Once you've decided it's time to buy a house, speak with a loan officer about prequalification. Through this short process, the loan officer asks you general questions about your monthly income, debt and other bills. For example, you may be asked about your occupation, yearly salary, student loan debt and how much you currently pay for rent or mortgage each month. The loan officer will also ask how much of a down payment you plan to make. Based on this information, he prepares a detailed summary for your review.

Reviewing Your Summary

The summary provides specific details regarding the financial aspects of a mortgage loan. The loan officer makes an educated estimate of the total loan amount that would be affordable for you. Then he accounts for the down payment amount and average interest rates to determine an estimated monthly payment. In addition, the loan officer analyzes the average property taxes for your area and includes any other fees, such as private mortgage insurance, that would also be included on the monthly payment. You should receive this report in writing.

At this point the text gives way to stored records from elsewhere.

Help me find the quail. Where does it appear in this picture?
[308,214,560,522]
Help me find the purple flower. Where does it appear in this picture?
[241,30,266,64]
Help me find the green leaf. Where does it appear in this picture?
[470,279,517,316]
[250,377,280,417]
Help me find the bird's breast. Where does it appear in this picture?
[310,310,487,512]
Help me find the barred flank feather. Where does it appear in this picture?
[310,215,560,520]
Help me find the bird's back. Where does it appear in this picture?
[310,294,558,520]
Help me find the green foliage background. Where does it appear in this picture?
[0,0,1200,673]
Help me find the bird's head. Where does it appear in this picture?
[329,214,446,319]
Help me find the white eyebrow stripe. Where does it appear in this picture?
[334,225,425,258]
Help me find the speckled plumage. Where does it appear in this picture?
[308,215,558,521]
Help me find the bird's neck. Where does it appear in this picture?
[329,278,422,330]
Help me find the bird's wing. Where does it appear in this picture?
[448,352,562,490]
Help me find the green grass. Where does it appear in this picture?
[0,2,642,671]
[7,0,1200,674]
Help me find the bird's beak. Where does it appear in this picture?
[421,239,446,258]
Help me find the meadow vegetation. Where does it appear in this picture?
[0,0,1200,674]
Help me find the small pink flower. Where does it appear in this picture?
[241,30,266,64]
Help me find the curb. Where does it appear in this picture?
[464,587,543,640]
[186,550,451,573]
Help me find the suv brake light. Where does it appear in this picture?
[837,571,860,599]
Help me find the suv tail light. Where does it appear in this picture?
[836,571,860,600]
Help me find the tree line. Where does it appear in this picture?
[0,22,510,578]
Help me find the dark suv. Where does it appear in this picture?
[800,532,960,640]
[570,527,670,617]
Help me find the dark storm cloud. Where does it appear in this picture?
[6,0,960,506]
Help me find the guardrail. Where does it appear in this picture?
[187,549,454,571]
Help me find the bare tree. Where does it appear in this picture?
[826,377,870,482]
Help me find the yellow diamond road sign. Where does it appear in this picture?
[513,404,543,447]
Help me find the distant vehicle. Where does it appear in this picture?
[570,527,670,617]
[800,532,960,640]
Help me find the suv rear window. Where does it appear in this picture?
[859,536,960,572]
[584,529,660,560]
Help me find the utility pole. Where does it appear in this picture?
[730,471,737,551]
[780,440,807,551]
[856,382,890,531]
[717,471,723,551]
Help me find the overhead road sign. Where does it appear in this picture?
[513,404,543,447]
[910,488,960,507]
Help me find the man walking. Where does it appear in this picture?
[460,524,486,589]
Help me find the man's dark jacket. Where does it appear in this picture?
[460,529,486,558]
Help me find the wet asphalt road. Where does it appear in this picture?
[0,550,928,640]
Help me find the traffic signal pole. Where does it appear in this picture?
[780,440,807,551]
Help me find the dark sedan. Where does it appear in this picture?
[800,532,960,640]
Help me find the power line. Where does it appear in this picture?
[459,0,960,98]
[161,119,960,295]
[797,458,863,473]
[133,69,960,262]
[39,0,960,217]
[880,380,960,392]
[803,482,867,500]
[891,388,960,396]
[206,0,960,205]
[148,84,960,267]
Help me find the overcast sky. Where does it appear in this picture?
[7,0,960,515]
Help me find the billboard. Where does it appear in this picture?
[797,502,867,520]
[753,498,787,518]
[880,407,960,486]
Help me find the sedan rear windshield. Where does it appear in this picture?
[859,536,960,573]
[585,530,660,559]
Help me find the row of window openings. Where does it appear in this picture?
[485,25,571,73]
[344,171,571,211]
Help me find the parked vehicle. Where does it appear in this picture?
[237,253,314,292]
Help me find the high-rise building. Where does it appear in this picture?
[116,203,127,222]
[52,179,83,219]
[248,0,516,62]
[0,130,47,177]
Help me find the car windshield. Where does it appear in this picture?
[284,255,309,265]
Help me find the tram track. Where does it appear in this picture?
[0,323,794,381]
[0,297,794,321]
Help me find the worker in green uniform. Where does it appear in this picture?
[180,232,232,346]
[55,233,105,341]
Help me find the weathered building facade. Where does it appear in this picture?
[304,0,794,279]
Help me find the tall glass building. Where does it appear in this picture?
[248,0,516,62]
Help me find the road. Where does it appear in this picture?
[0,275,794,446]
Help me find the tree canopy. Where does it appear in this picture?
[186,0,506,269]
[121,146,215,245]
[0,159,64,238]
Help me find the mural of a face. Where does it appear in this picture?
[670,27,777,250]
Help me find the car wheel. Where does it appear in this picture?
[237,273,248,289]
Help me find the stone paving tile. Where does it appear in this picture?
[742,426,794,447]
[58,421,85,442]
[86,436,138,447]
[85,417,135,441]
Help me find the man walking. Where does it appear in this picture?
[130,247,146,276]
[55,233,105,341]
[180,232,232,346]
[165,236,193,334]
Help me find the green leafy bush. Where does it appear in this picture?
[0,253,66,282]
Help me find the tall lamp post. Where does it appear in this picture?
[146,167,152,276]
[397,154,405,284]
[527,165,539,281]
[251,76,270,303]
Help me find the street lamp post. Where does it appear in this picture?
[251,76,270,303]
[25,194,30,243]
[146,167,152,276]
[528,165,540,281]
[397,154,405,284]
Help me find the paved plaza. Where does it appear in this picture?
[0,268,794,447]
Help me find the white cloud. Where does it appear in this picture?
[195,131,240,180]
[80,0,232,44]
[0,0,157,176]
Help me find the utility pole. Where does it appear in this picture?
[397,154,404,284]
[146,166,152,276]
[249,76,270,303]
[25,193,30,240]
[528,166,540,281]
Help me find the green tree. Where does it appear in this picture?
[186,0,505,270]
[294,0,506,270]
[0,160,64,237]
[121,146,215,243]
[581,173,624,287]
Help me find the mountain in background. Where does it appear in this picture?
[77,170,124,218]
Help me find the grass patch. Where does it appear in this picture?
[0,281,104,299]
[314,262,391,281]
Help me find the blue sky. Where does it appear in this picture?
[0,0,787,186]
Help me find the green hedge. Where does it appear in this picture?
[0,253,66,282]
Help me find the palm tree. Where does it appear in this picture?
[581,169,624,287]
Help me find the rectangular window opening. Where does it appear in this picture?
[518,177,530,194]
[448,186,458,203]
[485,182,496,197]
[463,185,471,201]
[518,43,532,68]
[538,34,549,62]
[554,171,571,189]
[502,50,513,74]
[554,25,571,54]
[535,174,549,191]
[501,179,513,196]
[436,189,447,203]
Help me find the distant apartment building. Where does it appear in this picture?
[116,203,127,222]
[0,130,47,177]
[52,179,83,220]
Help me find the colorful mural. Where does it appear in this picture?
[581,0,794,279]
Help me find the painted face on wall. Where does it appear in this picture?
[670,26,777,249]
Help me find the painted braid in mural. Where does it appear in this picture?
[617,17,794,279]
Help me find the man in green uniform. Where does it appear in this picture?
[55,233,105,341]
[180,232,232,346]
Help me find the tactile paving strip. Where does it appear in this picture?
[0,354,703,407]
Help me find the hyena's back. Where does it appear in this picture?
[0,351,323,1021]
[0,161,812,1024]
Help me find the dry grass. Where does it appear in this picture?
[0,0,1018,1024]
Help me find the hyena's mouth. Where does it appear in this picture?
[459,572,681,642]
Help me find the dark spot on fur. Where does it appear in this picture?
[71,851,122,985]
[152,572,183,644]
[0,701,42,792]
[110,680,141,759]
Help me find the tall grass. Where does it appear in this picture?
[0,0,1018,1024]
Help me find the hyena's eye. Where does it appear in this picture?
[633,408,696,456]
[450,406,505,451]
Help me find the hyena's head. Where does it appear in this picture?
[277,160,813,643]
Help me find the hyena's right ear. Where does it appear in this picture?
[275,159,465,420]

How Prequalification Helps You

The prequalification results basically serve as a guideline for you to determine your budget. It is a way to get your foot in the door with a mortgage lender and establish a relationship with a loan officer, however it is not an official document. When prequalifying for a loan, your credit score is not reviewed and your credit is not affected. Prequalifying does not imply that you will apply for a loan with that lender, nor does it imply that you will be approved for a mortgage loan. It is simply a useful tool to help potential buyers realize how much the mortgage payments would be each month and how much house they can afford.

Prequalification vs. Preapproval

Sometimes the terms prequalify and preapproved are confused or interchanged. However, they are different processes. The preapproval process is the next step in obtaining a mortgage loan to purchase a house. It is often associated with shopping around for the best interest rate on a mortgage loan. When you apply to be preapproved, the lender makes a mortgage prequalification soft pull. The decision to grant the preapproval status or not is based on this credit information plus your income. These inquiries can affect credit in some cases. However, the formulas for calculating a credit score ignore inquiry requests made during the 30 days before you apply for a mortgage loan. The credit bureaus understand that most people want to be approved at the best interest rate possible, and it isn't going to happen on the first try. Inquiries generally do not have a large impact on the total credit score -- a few points at most -- but submitting preapproval requests repeatedly over the course of many months may have some affect.